3SC Chair’s Blog
I’m not a natural reader of the journal Cognitive, Affective, & Behavorial Neuroscience – but this week I stumbled across a press report about an article that’s appeared there. Cutting through the academic jargon, it’s about how the brains of altruists work differently to those of egotists. Given that 3SC’s work is motivated by altruism rather than egotism, it might have some interesting lessons.
A team from UNIGE, the University of Geneva in Switzerland team used an MRI scan to study brain activity of 36 people when they were asked questions about the long-term potential consequences of climate change. The bottom line is that egotistical individuals don’t use the area of the brain that allows us to imagine and place ourselves into the distant future. The brains of altruists, on the other hand, were pretty busy in the same area.
Not much can be generalised about a piece of research on 36 brains – even less when it comes to positing ‘altruism’ or ‘egotism’ as a defining characteristic.
But intuitively I think we all know when we encounter people who basically fall on one side or the other when it comes to being able to feel generosity towards others, and those who are driven by self-centredness. The far bigger (and probably unanswerable) question is – how do we shift more of the ‘egotists’ to become ‘altruists’?

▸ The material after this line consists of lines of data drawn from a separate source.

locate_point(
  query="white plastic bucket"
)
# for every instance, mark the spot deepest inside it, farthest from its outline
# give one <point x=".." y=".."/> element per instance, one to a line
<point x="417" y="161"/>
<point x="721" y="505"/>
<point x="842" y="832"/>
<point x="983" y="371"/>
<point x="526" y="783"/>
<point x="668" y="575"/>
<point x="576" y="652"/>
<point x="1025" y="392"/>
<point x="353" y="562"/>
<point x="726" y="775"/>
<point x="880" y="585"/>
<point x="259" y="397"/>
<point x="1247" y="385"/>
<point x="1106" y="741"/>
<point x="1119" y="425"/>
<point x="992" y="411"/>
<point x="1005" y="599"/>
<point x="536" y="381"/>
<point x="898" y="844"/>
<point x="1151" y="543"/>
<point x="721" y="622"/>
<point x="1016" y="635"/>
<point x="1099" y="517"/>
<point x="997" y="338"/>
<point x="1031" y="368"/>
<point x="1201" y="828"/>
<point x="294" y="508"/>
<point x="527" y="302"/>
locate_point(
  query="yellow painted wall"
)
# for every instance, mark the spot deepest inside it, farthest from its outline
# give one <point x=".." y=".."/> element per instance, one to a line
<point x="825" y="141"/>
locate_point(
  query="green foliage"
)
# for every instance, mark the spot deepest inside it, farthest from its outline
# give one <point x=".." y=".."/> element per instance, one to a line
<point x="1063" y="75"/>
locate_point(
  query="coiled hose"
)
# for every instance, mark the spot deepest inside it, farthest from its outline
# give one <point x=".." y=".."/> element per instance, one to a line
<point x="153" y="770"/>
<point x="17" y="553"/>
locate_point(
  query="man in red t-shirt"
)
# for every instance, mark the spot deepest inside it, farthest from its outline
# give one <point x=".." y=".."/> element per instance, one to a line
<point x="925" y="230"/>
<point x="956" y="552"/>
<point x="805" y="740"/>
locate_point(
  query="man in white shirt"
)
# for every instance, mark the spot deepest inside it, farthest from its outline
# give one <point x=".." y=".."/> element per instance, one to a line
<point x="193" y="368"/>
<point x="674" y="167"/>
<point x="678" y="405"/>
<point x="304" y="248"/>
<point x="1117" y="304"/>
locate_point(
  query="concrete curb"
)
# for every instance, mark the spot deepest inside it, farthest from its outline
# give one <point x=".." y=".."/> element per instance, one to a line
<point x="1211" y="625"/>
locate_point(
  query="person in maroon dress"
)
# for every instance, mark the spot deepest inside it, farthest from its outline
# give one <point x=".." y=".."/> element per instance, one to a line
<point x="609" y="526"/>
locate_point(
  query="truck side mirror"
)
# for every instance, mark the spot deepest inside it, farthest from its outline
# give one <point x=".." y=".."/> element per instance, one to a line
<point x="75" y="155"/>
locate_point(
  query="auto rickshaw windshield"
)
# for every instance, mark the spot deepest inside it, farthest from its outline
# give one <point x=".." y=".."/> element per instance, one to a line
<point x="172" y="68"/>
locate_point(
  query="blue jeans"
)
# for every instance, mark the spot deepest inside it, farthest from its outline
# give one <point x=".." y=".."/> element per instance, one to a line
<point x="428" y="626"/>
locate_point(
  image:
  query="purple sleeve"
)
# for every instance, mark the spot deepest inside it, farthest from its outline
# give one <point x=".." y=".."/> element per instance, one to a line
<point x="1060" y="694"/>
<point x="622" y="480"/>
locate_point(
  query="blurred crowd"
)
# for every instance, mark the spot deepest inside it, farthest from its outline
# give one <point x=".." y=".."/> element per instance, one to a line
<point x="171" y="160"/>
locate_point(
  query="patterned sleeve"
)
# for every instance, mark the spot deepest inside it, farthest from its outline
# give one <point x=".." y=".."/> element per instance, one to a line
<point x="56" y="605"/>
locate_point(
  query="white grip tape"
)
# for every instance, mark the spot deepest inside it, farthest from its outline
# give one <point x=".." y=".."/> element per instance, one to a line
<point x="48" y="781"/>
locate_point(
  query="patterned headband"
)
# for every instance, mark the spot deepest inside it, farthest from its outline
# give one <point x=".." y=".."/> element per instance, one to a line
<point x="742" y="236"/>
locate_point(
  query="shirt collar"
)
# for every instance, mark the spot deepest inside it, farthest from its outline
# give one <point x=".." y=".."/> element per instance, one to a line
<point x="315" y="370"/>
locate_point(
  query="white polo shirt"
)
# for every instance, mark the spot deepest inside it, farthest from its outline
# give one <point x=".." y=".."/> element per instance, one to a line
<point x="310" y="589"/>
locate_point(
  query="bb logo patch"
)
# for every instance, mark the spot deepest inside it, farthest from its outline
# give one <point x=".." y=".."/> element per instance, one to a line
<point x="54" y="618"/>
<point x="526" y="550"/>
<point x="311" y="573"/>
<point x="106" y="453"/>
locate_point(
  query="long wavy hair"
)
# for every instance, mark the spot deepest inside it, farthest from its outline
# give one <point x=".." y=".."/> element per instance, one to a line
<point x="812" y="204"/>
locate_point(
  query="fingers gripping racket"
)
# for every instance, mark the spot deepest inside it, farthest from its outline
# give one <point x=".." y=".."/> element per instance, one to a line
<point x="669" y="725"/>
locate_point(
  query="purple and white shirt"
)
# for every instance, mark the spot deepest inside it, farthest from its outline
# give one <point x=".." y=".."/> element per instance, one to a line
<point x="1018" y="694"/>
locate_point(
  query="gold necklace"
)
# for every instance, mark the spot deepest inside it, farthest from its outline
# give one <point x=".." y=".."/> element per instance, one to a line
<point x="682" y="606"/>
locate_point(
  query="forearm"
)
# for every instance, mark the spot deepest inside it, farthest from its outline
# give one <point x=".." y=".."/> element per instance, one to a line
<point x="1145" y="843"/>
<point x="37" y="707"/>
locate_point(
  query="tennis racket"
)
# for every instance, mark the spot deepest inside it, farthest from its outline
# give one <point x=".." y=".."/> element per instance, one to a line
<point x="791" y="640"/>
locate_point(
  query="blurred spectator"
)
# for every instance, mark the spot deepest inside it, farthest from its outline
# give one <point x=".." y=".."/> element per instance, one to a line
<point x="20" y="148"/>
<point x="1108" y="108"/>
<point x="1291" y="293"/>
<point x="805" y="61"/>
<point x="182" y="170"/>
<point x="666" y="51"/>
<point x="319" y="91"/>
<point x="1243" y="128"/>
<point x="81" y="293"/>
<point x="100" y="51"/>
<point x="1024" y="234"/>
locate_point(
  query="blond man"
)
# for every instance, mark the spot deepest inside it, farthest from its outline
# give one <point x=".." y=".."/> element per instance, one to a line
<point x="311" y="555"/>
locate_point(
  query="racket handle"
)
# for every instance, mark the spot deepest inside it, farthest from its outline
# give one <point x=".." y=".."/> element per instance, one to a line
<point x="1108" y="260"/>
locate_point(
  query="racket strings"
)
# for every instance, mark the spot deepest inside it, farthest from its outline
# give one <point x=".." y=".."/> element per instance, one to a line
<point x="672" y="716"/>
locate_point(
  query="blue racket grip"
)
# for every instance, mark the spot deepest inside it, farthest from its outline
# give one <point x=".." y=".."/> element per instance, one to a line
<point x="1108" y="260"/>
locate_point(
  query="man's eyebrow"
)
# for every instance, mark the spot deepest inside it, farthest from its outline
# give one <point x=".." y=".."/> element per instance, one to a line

Perhaps all that can be done is to exist, to represent a pillar of altruism that is ‘out there’, chipping away at the various areas where egotism has got out of hand. That’s certainly what 3SC represents – a collaborative, cooperative, community venture that’s determined to improve society. No-one will really suggest zapping brains to cure the problem of egotism – and, goodness knows, that kind of Frankenstein approach would probably have unintended and adverse consequences. I believe in the steady powers of persuasion; changing minds rather than fiddling with brains.